# Search Jobs

<TierCallout>
	Supported on [Enterprise](/pricing/plans/enterprise) plans.
</TierCallout>

Use Search Jobs to search code at scale for large-scale organizations.

Search Jobs allows you to run search queries across your organization's codebase (all repositories, branches, and revisions) at scale. It enhances the existing Sourcegraph's search capabilities, enabling you to run searches without query timeouts or incomplete results.

With Search Jobs, you can start a search, let it run in the background, and then download the results from the Search Jobs UI when it's done. Site administrators can **enable** or **disable** the Search Jobs feature, making it accessible to all users on the Sourcegraph instance.

## Using Search Jobs

To use Search Jobs, you need to:

-   Run a search query from your Sourcegraph instance
-   Click the result menu below the search bar to see if your query is supported by Search Jobs

![run-query-for-search-jobs](https://storage.googleapis.com/sourcegraph-assets/Docs/search-jobs/search-jobs-create.png)

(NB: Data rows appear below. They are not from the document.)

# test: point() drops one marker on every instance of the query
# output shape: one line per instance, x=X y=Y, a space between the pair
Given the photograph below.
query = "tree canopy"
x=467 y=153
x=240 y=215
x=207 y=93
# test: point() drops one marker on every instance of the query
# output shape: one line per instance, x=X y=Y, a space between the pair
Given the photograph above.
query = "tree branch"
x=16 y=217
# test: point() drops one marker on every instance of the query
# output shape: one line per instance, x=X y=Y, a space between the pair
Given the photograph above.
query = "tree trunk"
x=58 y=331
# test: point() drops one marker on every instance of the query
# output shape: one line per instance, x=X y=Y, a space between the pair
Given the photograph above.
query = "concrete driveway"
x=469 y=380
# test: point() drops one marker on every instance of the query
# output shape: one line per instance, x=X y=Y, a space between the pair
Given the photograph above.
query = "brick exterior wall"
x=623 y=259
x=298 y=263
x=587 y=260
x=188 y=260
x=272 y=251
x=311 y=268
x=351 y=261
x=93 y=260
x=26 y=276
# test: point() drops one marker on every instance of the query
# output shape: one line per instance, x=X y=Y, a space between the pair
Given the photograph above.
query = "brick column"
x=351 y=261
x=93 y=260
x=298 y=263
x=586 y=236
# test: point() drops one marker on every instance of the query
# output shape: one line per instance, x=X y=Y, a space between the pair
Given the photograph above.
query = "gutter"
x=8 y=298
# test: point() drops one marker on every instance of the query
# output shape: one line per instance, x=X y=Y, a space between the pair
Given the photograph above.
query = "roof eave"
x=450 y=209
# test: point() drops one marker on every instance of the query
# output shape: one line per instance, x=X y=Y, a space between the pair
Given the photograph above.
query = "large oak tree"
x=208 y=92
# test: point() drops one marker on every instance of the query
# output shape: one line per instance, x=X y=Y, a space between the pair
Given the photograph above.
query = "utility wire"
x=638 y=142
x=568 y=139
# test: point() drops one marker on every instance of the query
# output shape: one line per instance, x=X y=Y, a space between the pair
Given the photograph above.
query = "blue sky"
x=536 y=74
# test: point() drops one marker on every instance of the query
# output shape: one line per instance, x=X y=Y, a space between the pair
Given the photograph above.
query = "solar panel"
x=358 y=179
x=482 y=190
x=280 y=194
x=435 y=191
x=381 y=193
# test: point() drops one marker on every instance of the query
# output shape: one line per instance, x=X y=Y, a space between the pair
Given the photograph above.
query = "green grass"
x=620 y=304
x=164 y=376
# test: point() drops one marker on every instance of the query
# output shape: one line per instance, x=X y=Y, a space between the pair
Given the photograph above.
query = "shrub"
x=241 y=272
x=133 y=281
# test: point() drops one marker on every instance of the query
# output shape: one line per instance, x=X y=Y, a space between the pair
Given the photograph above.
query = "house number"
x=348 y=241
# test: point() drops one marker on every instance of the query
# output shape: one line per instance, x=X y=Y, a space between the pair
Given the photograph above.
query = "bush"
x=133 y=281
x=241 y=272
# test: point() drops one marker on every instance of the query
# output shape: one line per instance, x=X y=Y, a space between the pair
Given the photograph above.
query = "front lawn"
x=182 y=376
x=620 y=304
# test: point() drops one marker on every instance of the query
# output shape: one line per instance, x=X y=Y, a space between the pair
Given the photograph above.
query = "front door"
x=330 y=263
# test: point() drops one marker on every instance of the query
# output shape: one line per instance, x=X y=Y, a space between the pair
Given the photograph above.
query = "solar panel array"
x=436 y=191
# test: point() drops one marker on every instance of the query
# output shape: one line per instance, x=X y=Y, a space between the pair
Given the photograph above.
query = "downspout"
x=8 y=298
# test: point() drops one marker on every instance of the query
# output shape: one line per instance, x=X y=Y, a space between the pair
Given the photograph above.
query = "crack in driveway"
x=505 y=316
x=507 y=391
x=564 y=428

-   If your query is valid, click **Create a search job** to initiate the search job
-   You will be redirected to the "Search Jobs UI" page at `/search-jobs`, where you can view all your created search jobs. If you're a site admin, you can also view search jobs from other users on the instance
-   For each search job, you can download the results by clicking the **Download** button. The results are formatted as JSON lines, see [Search results format](#search-results-format) for more details.

![view-search-jobs](https://storage.googleapis.com/sourcegraph-assets/Docs/search-jobs/search-jobs-manage-with-frame.png)

## Search results format

The downloaded results are formatted as [JSON lines](https://jsonlines.org).
The JSON objects have the same format as the (event-type) matches served by the [Stream API](/api/stream-api#event-types).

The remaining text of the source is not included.